Why Diagnosis Still Comes First
A non-invasive treatment can still be the wrong treatment if the diagnosis is wrong.
If the real issue is advanced follicle loss, strong androgen-driven miniaturisation, untreated inflammation or a hormonal driver that has not been addressed, Alma TED may underperform. That does not mean the device is ineffective. It means the biology was mismatched.
That is why I would always start with a proper online hair growth consultation and assessment before recommending it. The question is never just “does this treatment work?” The real question is “does this treatment work for this scalp, at this stage, for this diagnosis?”
For patients wanting broader background on where regenerative treatments sit in the treatment landscape, our published blog Decoding Regenerative Hair Therapies: PRP, PRF & GFC is a helpful companion read.
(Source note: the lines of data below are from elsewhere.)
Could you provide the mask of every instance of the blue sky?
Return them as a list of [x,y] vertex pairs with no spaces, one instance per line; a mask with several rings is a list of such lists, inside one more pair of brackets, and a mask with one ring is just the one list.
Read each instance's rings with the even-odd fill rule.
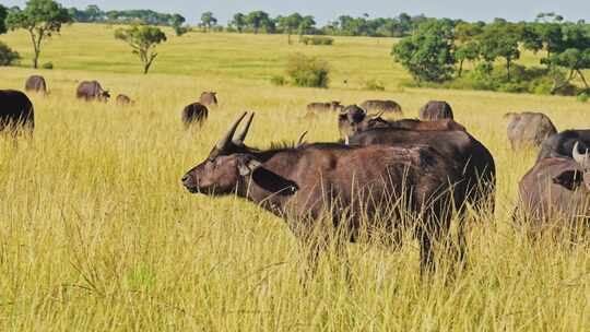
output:
[[[59,0],[58,0],[59,1]],[[0,0],[4,5],[24,5],[25,0]],[[153,9],[161,12],[179,12],[190,23],[200,14],[212,11],[225,24],[236,12],[263,10],[272,15],[299,12],[312,14],[320,24],[342,14],[353,16],[394,16],[401,12],[424,13],[434,17],[491,21],[504,17],[511,21],[532,20],[539,12],[557,12],[567,20],[590,22],[590,0],[61,0],[66,7],[85,8],[97,4],[102,9]]]

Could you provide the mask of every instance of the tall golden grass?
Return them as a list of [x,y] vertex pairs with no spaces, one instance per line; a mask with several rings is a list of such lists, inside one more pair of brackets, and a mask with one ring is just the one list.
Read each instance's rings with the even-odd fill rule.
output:
[[[585,331],[590,327],[590,254],[583,245],[529,240],[512,227],[521,176],[535,152],[514,153],[503,115],[542,110],[564,130],[588,127],[574,98],[400,90],[392,40],[337,38],[333,48],[290,47],[283,36],[190,34],[161,49],[154,73],[101,25],[51,39],[42,71],[51,94],[32,95],[34,139],[0,140],[1,331]],[[2,36],[25,57],[22,33]],[[302,48],[302,49],[299,49]],[[330,90],[274,87],[284,55],[324,57]],[[367,52],[367,50],[373,50]],[[22,88],[25,68],[0,69],[0,87]],[[138,74],[135,74],[138,73]],[[342,79],[350,80],[349,85]],[[359,87],[385,82],[385,92]],[[96,79],[137,100],[82,103],[76,82]],[[355,82],[358,82],[357,84]],[[201,91],[221,106],[202,129],[180,110]],[[334,141],[335,116],[302,119],[312,100],[392,98],[409,117],[445,99],[494,154],[497,212],[468,234],[468,265],[423,278],[417,244],[399,250],[351,245],[349,281],[322,260],[307,288],[284,222],[240,199],[191,195],[180,185],[237,114],[257,112],[247,143]]]

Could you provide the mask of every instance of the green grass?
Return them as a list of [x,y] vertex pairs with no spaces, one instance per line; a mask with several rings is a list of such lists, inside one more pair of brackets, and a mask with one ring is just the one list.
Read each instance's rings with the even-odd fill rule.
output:
[[[1,40],[25,56],[22,33]],[[406,78],[389,57],[393,40],[335,38],[333,47],[288,46],[286,36],[189,34],[160,48],[142,75],[129,49],[103,25],[66,27],[42,62],[52,71],[0,68],[0,87],[33,73],[51,94],[33,95],[32,142],[0,144],[0,331],[583,331],[590,325],[590,254],[585,246],[531,244],[510,212],[534,151],[512,153],[503,115],[542,110],[559,129],[587,128],[575,98],[398,88]],[[328,60],[332,88],[272,86],[288,55]],[[96,79],[137,100],[75,100]],[[342,81],[351,82],[345,86]],[[368,79],[385,92],[363,91]],[[201,130],[184,131],[181,108],[202,91],[221,107]],[[305,105],[392,98],[408,117],[445,99],[493,152],[498,211],[469,233],[469,266],[421,280],[416,244],[388,251],[350,246],[353,281],[324,261],[305,289],[303,257],[284,222],[236,198],[187,193],[201,162],[243,110],[257,111],[247,143],[334,141],[335,116],[304,120]]]

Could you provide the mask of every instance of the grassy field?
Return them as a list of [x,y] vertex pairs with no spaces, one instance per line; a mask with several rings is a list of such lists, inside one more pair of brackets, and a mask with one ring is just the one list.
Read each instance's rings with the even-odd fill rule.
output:
[[[23,33],[0,37],[25,57]],[[542,110],[564,130],[588,128],[575,98],[399,88],[406,74],[393,40],[337,38],[334,47],[288,46],[286,36],[189,34],[161,47],[153,73],[103,25],[66,27],[38,71],[48,97],[32,96],[34,140],[0,140],[0,331],[588,331],[590,254],[585,246],[532,244],[509,217],[534,151],[512,153],[503,115]],[[274,87],[295,51],[327,59],[329,90]],[[0,88],[22,88],[26,68],[0,68]],[[137,104],[75,100],[96,79]],[[364,80],[386,83],[363,91]],[[347,80],[349,84],[344,84]],[[180,110],[201,91],[221,107],[201,130]],[[392,98],[408,117],[428,99],[493,152],[498,211],[469,233],[469,265],[448,282],[422,280],[417,244],[397,251],[350,246],[349,283],[322,261],[306,289],[303,256],[283,221],[236,198],[191,195],[180,186],[243,110],[257,112],[248,144],[334,141],[335,116],[303,120],[312,100]]]

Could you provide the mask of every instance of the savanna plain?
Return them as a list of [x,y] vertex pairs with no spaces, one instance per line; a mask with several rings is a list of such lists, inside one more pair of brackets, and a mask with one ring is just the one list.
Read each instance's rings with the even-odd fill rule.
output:
[[[22,32],[0,39],[23,56],[0,86],[43,74],[50,95],[31,95],[36,128],[0,139],[0,331],[589,331],[587,244],[531,241],[515,227],[518,181],[536,151],[509,149],[507,111],[541,110],[559,130],[588,128],[590,105],[573,97],[399,87],[394,39],[337,37],[334,46],[287,45],[286,36],[168,33],[149,75],[107,25],[74,24],[50,39],[33,71]],[[273,86],[294,52],[332,69],[328,90]],[[536,61],[527,54],[522,61]],[[386,91],[370,92],[377,79]],[[130,107],[75,99],[98,80]],[[347,83],[344,83],[346,81]],[[184,130],[180,111],[202,91],[220,107]],[[497,211],[474,213],[464,269],[421,276],[417,242],[397,250],[351,245],[349,276],[323,259],[305,264],[285,223],[234,197],[188,193],[180,177],[203,161],[238,114],[256,111],[247,144],[338,139],[335,115],[304,119],[309,102],[388,98],[406,117],[429,99],[493,153]],[[452,277],[449,275],[452,274]]]

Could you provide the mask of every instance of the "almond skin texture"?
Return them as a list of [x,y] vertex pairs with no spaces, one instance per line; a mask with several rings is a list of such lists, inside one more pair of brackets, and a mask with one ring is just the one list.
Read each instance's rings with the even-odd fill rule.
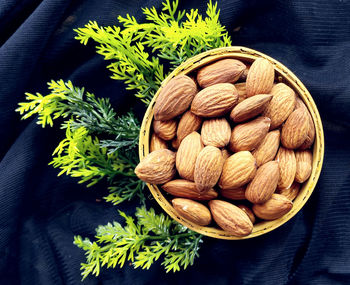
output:
[[220,228],[235,236],[247,236],[253,230],[253,223],[247,214],[231,203],[211,200],[209,207],[213,219]]
[[225,118],[209,119],[203,122],[201,138],[204,145],[226,146],[231,137],[231,127]]
[[312,171],[312,153],[310,150],[297,150],[295,152],[297,170],[295,181],[304,183],[311,175]]
[[160,149],[149,153],[135,168],[135,174],[142,181],[164,184],[176,174],[175,153]]
[[246,205],[237,205],[238,208],[240,208],[244,213],[247,214],[250,221],[254,224],[255,223],[255,216],[253,211]]
[[220,195],[230,200],[245,200],[245,187],[220,189]]
[[276,193],[287,197],[287,199],[290,201],[293,201],[296,198],[296,196],[298,196],[299,190],[300,184],[294,182],[292,186],[290,186],[288,189],[278,189]]
[[247,96],[269,94],[275,79],[273,65],[264,58],[256,59],[247,75]]
[[172,140],[176,135],[177,122],[169,121],[153,121],[154,132],[163,140]]
[[263,116],[271,119],[270,130],[273,130],[288,118],[295,106],[295,93],[284,83],[276,84],[272,90],[273,96],[267,104]]
[[273,160],[280,145],[280,131],[268,132],[262,143],[253,152],[258,166]]
[[268,94],[260,94],[249,97],[232,109],[230,117],[236,123],[254,118],[264,111],[271,98],[272,95]]
[[162,186],[163,190],[175,197],[188,198],[192,200],[204,201],[212,200],[218,196],[214,189],[209,189],[205,193],[200,193],[196,184],[192,181],[184,179],[175,179],[165,183]]
[[295,173],[297,170],[297,162],[295,159],[294,151],[281,146],[277,152],[276,160],[278,161],[280,169],[278,188],[288,189],[294,181]]
[[176,153],[176,169],[182,178],[194,181],[194,168],[202,149],[201,136],[197,132],[189,134],[182,140]]
[[236,83],[235,87],[238,92],[238,104],[247,99],[247,88],[245,82]]
[[245,197],[252,203],[260,204],[269,200],[279,180],[277,161],[269,161],[258,168],[252,182],[247,186]]
[[196,116],[190,110],[184,113],[179,121],[176,132],[179,142],[181,142],[184,137],[188,136],[190,133],[198,131],[201,124],[201,117]]
[[194,169],[194,182],[203,193],[213,188],[218,182],[224,159],[221,150],[214,146],[206,146],[198,154]]
[[256,173],[255,158],[249,151],[240,151],[225,160],[219,180],[221,189],[235,189],[250,182]]
[[238,101],[238,92],[231,83],[218,83],[199,91],[194,97],[191,112],[200,117],[225,115]]
[[309,117],[302,109],[293,111],[282,127],[281,142],[283,146],[290,149],[300,147],[307,138],[309,131]]
[[217,83],[234,83],[245,69],[245,64],[237,59],[222,59],[202,67],[197,73],[197,82],[202,88]]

Where Alma TED Fits In A Thoughtful Hair Plan
Alma TED is a useful treatment because it gives us another way to support the scalp and follicles without relying entirely on injections. For the right patient, that makes it highly practical.
It suits men and women who want a non-invasive, comfortable, medically guided option. It can also fit well alongside broader regenerative care, especially when scalp delivery and treatment adherence are major considerations.
The important thing is not to choose it because it sounds easier. The important thing is to choose it when the diagnosis, the scalp biology and the treatment goal all line up.